Leçon N°3 – Ode aux soignants

Si Transat dans un fauteuil a pu démontrer quelques chose, c’est bien le dévouement sans limite des soignants. Je le constatais jusque là régulièrement en fréquentant les hôpitaux, et j’ai pu – une fois de plus et dans des conditions exceptionnelles – le vérifier à bord de notre catamaran avec nos trois soignants : Rémy, Jacques et Loïg.

D’abord ils ont acceptés de prendre le risque d’accompagner une personne aussi fragile que moi sur un océan qui ne s’annonçait pas de tout repos, sans pouvoir faire appel au 15, voire au 18 !

Même s’ils se sont proposés spontanément pour participer à l’aventure, prendre un tel risque, à l’heure du principe de précaution à tous les coins de rue, ne va absolument pas de soi. Ils ont pris ce risque en toute connaissance de cause, se préparant à toutes les éventualités à bord.

Pour se préparer, Rémy a participé à un stage de survie à Lorient, Loïg a bouclé un diplôme de médecine maritime avant le départ et Jacques a multiplié les stages dans les spécialités qu’il lui fallait maîtriser. Au-delà des compétences, il leur a fallu aussi dresser une liste impressionnante de matériels, de médicaments et de fournitures pour faire face à toutes éventualités. A ce titre, je me dois de souligner que les équipements d’urgence n’ont jamais été sortis pour moi-même, mais au bénéfice de tous les autres membres de l’équipage. Chacun de mes cinq coéquipiers s’est en effet blessé à tour de rôle, à commencer par notre skipper Philippe avec un doigt écrasé la première nuit (7 points de suture).
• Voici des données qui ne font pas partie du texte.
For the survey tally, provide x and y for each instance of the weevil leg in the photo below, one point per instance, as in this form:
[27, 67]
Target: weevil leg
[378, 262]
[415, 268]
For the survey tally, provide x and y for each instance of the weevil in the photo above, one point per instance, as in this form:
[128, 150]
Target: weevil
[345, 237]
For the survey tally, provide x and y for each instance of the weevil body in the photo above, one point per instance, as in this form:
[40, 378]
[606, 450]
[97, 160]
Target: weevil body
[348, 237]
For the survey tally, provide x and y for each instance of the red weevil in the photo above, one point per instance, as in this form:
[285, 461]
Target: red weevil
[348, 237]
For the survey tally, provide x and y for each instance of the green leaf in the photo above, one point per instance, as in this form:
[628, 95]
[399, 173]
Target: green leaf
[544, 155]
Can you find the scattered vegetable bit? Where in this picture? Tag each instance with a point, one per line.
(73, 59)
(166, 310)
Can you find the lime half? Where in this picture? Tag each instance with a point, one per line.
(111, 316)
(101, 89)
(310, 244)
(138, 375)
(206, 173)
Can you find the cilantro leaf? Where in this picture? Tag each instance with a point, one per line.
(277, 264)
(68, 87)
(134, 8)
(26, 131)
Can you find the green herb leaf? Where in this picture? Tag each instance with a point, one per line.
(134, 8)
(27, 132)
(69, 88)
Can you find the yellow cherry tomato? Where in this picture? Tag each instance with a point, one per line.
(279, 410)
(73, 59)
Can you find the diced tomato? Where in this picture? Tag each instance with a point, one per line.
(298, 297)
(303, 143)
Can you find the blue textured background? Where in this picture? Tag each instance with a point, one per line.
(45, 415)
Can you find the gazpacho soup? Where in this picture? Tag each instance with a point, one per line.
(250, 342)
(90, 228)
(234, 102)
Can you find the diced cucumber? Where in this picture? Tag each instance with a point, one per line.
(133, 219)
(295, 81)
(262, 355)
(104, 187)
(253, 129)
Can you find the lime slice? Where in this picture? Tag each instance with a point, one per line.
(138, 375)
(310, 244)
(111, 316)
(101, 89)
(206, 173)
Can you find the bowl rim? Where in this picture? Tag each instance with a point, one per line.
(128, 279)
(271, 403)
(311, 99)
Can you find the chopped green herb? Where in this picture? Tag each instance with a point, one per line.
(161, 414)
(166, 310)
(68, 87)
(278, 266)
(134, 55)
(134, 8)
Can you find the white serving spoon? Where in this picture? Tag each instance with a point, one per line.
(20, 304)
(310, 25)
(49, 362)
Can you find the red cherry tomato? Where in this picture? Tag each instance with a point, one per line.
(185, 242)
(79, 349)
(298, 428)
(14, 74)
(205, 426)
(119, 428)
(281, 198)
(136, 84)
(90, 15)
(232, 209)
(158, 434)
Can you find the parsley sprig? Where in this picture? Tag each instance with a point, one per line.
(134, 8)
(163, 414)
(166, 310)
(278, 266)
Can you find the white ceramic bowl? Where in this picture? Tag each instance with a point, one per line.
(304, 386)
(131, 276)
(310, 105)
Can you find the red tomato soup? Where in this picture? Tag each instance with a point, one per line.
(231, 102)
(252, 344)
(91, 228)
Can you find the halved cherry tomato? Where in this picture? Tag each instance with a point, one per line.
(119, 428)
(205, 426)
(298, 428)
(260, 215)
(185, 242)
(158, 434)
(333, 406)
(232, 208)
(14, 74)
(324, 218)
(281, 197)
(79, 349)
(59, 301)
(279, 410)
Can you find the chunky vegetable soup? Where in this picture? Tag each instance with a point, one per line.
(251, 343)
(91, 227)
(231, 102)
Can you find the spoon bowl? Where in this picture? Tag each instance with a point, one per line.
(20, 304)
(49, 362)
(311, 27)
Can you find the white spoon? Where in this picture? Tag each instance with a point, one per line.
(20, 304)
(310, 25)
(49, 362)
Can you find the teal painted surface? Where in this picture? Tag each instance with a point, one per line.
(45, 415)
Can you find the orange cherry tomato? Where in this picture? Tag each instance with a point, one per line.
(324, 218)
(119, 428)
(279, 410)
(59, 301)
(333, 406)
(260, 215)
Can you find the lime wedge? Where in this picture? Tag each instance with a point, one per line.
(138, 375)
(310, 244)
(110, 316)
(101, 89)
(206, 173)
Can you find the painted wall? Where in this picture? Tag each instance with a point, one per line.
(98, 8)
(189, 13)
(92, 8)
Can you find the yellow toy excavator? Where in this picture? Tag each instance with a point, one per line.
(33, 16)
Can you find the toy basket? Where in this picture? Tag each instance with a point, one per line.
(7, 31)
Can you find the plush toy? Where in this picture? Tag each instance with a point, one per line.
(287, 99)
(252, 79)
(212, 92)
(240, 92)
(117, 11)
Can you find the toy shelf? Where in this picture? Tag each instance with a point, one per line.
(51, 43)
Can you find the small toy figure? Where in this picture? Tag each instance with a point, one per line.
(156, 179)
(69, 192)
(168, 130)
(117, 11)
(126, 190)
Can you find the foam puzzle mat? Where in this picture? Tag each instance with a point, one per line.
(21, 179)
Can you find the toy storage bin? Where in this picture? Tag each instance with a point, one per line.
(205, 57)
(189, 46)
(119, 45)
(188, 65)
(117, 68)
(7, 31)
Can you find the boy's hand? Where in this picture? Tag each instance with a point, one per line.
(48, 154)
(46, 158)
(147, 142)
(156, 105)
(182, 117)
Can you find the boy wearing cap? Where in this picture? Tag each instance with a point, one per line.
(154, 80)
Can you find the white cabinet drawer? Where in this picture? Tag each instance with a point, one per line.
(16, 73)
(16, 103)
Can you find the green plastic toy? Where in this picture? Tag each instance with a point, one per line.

Compétences et équipements au top étaient bien sur indispensables pour se prémunir face à toutes les adversités immaginables. Mais le plus important n’était pas là. Je veux parler de leur dévouement à mon égard, jour et nuit, par tous les temps. Un dévouement qui a nécessité pour eux l’apprentissage d’un nouveau métier : ce qu’on appel le nursing. A savoir s’occuper de mon corps (un gros bébé de 1,97 m et quelques 105 kg) matin et soir, de la tête au pieds et des pieds à la tête, pour touts les actes de la vie quotidienne : toilette, habillage, repas, massages, pose de crèmes diverses et variées, réglages de ma position dans le fauteuil, dans un espace de manœuvre particulièrement réduit et sur un élément liquide indomestiquable !
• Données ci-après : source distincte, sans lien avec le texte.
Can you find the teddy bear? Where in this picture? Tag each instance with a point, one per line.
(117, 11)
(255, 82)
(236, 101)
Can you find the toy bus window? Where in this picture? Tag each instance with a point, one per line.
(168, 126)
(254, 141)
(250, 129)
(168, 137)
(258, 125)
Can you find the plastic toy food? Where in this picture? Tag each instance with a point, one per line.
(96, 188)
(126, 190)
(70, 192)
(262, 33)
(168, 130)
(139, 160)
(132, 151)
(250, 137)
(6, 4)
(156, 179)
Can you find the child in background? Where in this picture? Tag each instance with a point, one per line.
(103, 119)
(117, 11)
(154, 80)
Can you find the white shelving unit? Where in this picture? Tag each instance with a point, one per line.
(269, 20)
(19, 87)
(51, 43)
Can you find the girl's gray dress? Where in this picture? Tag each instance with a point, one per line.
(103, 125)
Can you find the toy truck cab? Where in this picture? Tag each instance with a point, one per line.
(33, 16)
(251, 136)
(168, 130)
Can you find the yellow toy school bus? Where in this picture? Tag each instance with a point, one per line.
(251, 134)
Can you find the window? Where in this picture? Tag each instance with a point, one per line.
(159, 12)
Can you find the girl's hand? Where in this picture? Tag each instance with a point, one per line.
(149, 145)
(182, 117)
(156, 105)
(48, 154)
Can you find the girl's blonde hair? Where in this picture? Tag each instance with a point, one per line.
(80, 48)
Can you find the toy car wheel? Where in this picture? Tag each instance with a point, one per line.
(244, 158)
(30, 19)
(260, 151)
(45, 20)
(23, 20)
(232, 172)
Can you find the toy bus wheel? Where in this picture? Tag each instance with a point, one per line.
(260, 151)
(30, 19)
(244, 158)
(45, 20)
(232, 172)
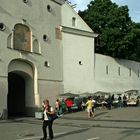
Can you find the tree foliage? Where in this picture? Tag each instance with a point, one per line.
(119, 36)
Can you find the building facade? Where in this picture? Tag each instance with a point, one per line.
(46, 49)
(30, 54)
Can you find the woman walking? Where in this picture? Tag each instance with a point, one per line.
(47, 122)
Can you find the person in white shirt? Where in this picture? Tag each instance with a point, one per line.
(47, 122)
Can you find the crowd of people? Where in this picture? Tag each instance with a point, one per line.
(65, 106)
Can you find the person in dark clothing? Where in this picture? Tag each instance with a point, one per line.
(47, 122)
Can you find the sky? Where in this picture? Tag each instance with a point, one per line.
(133, 5)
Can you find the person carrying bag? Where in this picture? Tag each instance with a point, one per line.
(49, 117)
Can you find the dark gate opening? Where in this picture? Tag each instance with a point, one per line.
(16, 95)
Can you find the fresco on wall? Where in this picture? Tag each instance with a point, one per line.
(22, 38)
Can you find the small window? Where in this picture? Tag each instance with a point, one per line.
(119, 71)
(45, 37)
(107, 69)
(49, 8)
(80, 63)
(73, 21)
(2, 27)
(46, 64)
(25, 1)
(130, 72)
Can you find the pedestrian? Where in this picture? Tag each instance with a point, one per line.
(47, 121)
(89, 107)
(57, 106)
(69, 104)
(63, 106)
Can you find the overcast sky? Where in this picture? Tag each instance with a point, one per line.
(133, 5)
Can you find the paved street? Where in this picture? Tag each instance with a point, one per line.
(115, 124)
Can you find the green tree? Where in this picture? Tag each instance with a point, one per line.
(118, 35)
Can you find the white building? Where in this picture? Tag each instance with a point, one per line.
(46, 49)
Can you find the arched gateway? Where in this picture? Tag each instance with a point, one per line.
(22, 88)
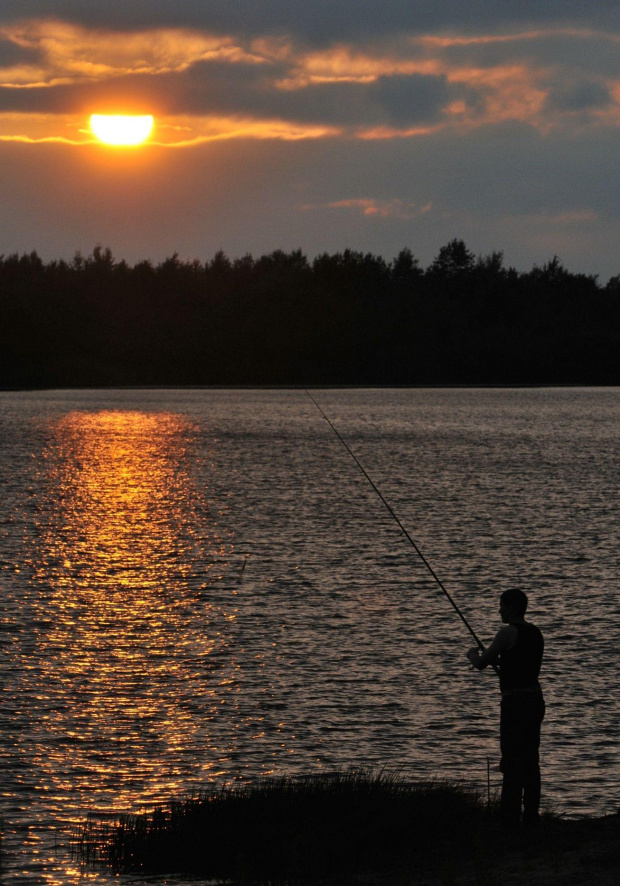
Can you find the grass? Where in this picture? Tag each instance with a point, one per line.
(315, 828)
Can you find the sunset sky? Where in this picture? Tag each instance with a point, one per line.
(320, 125)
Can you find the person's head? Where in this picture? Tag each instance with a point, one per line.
(512, 604)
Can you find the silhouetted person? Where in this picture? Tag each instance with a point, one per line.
(518, 650)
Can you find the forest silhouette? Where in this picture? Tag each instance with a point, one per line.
(348, 318)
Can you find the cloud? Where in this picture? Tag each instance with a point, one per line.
(395, 208)
(319, 22)
(403, 87)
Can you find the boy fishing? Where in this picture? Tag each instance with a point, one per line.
(518, 649)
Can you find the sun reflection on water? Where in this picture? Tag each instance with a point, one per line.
(118, 656)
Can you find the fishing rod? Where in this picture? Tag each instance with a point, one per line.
(405, 532)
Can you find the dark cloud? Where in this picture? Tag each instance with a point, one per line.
(219, 88)
(317, 21)
(12, 54)
(504, 188)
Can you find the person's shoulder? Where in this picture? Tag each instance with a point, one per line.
(507, 636)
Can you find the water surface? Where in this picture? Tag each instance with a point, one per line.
(200, 585)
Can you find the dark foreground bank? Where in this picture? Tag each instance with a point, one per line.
(354, 827)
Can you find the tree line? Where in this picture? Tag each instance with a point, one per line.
(348, 318)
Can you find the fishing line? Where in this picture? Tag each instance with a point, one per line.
(406, 534)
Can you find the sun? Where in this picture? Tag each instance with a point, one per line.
(121, 129)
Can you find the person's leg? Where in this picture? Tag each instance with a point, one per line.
(512, 785)
(531, 782)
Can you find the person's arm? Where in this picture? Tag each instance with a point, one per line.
(504, 639)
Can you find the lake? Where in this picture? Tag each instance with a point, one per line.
(200, 585)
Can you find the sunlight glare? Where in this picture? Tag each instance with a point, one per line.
(121, 129)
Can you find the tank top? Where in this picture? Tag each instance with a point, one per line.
(519, 667)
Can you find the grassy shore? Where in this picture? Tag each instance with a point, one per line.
(352, 827)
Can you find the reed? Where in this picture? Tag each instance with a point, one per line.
(286, 830)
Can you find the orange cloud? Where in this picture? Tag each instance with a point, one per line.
(369, 207)
(183, 64)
Une expérience totalement nouvelle pour eux tous, qui a données lieu à des situations cocasses. Je me rappelle un Loïg hilare m’expliquant qu’il n’aurait jamais cru voir dans sa carrière un médecin laver les fesses d’un patient… C’est dire si chacun de mes soignants à du se faire violence parfois pour assurer cette présence fraternelle à mes côtés.

Jacques, Rémy et Loïg symbolisent pour moi, mieux que personne, la beauté de cette vocation du soin au service des autres. A travers eux, je dédis cette Transat dans un Fauteuil à tous les soignants du monde. Car sans eux, nous ne pourrions pas, tout simplement, vivre en toute sérénité.